Financial stocks once again took center stage last week as continued concerns about the health of banks, brokers, and Fannie Mae and Freddie Mac weighed on investors, according to Bloomberg. Of course, it didn’t help that crude oil and gasoline futures hit record highs last week and the dollar continued to drop in value against many major currencies.

While the financial markets may look bleak at the present moment, we have to put emotion aside and look at this as an opportunity in the making. At the Berkshire Hathaway annual shareholder meeting this past May, Warren Buffet made a comment that bears repeating.

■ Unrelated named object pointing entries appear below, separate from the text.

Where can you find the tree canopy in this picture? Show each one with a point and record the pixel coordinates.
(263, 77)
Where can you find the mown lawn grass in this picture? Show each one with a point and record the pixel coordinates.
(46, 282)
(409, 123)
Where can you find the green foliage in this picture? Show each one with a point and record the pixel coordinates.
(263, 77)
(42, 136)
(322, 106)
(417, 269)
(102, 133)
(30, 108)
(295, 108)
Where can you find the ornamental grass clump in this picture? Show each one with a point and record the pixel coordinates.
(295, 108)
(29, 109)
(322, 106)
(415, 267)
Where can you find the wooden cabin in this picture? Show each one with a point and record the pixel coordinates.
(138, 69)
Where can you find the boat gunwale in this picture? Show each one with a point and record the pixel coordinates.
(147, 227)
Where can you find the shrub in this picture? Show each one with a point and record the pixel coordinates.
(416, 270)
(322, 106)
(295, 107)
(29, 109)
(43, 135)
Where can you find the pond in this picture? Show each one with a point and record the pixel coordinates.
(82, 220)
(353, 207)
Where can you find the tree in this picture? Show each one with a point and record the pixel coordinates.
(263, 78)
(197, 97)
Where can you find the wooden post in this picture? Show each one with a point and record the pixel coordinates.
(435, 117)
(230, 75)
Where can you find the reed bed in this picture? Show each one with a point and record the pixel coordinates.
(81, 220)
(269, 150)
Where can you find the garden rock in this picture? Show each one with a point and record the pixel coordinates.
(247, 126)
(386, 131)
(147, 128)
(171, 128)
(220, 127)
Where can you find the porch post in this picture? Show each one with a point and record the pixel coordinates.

As published in a July 12, Wall Street Journal article, he said, “If a stock [I own] goes down 50%, I’d look forward to it. In fact, I would offer you a significant sum of money if you could give me the opportunity for all of my stocks to go down 50% over the next month.” Hmm. Maybe declining stock prices is not such a bad thing after all?

Okay, so how is the current bear market an opportunity for us? Well, we have to carefully analyze the investment opportunities and then selectively make investments that we believe are poised for a turnaround. Eventually, this market should reverse course and start a new bull market and we’ll try to take advantage of that.

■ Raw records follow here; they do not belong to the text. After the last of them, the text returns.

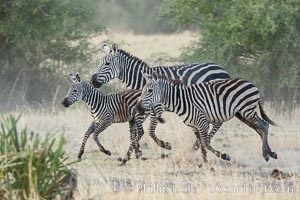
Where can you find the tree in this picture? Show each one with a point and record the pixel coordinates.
(255, 39)
(38, 39)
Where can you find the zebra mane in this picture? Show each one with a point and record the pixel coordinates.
(164, 77)
(127, 54)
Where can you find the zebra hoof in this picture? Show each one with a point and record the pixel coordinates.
(267, 158)
(167, 146)
(196, 147)
(273, 155)
(79, 155)
(123, 162)
(225, 156)
(138, 154)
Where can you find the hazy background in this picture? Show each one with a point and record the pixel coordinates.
(42, 41)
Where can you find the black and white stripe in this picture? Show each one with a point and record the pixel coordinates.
(210, 102)
(111, 108)
(129, 69)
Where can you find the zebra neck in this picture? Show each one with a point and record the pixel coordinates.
(131, 72)
(172, 96)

SIR JOHN TEMPLETON, ONE OF THE GREATEST INVESTORS OF ALL TIME, and later in his life, a generous philanthropist, passed away last week at the age of 95. In honor of his passing, here are a few of his investing insights that we’ll remember long after he’s gone:

•Be a contrarian. In a 1995 Forbes interview, Templeton said, “People are always asking me where the outlook is good, but that’s the wrong question. The right question is: ‘Where is the outlook most miserable?’” He was a firm believer in investing at the point of “maximum pessimism.” An avowed value investor, Templeton liked to buy when everybody else was selling and sell when everybody else was buying. It was his way of “buying low and selling high.”

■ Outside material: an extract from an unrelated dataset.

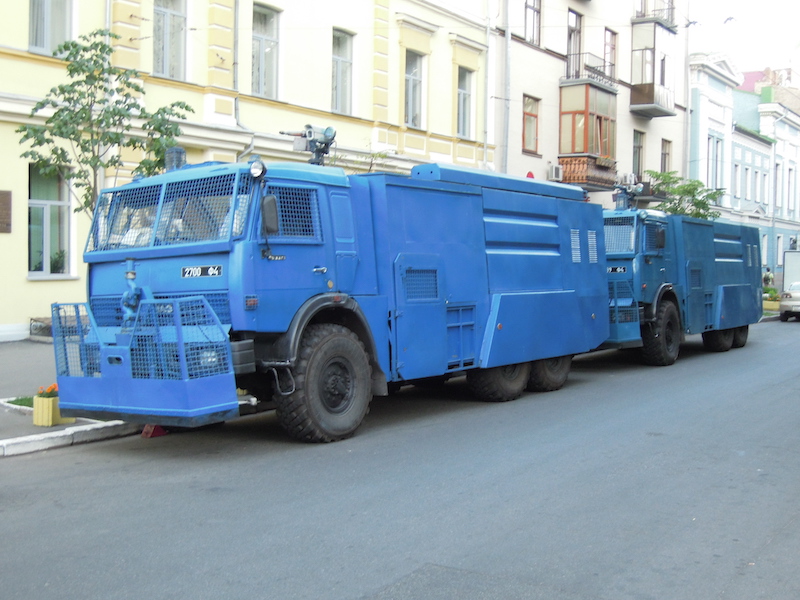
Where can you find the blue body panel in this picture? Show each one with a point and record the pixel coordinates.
(449, 269)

•Don’t be afraid of big bets. When he felt confident, Templeton was not afraid to put a significant amount of his money in one area. For example, back in the 1960s, he was highly concentrated in Japanese companies because he felt they were extremely cheap. Of course, big bets can turn into big risks if you make a bad decision. Fortunately, for Templeton, his bad bets were few and far between. By buying stocks that were low priced and out of favor, he had a built-in “margin of safety.”

•Don’t worry about the direction of the markets. According to a 1978 Forbes cover story, Templeton said, “I never ask if the market is going to go up or down because I don’t know, and besides it doesn’t matter. I search nation after nation for stocks, asking: ‘Where is the one that is lowest-priced in relation to what I believe it is worth?’ Forty years of experience have taught me you can make money without ever knowing which way the market is going.” For Templeton, it all boiled down to finding stocks that had value and could go up regardless of what is happening to the broad market.

•Remain humble. From humble roots, Templeton never let success go to his head. He said, “An investor who has all the answers doesn’t even understand all the questions. The wise investor recognizes that success is a process of continually seeking answers to new questions.” We’ll never bat 1,000%-nor do we have to. We do our best and then try to learn from our mistakes.

•Don’t panic or be too negative. Templeton’s advice here is quite timely. He said, “There will, of course, be corrections, perhaps even crashes. But over time our studies indicate, stocks do go up and up. In this century or the next, it’s ‘buy low, sell high.’”

Like wise grandparents, we can learn from our elders. Templeton is certainly one of the all-time greats and his words are worth listening to.

Weekly Focus - Whom Do You Trust?

Here’s a simple test to determine if you can trust someone. Ask them if they drink coffee. It turns out that the five countries whose citizens trust each other the most are also the five countries with the highest per capita coffee consumption, according to NationMaster.com. Is this a simple case of data mining or is there something special about coffee drinkers?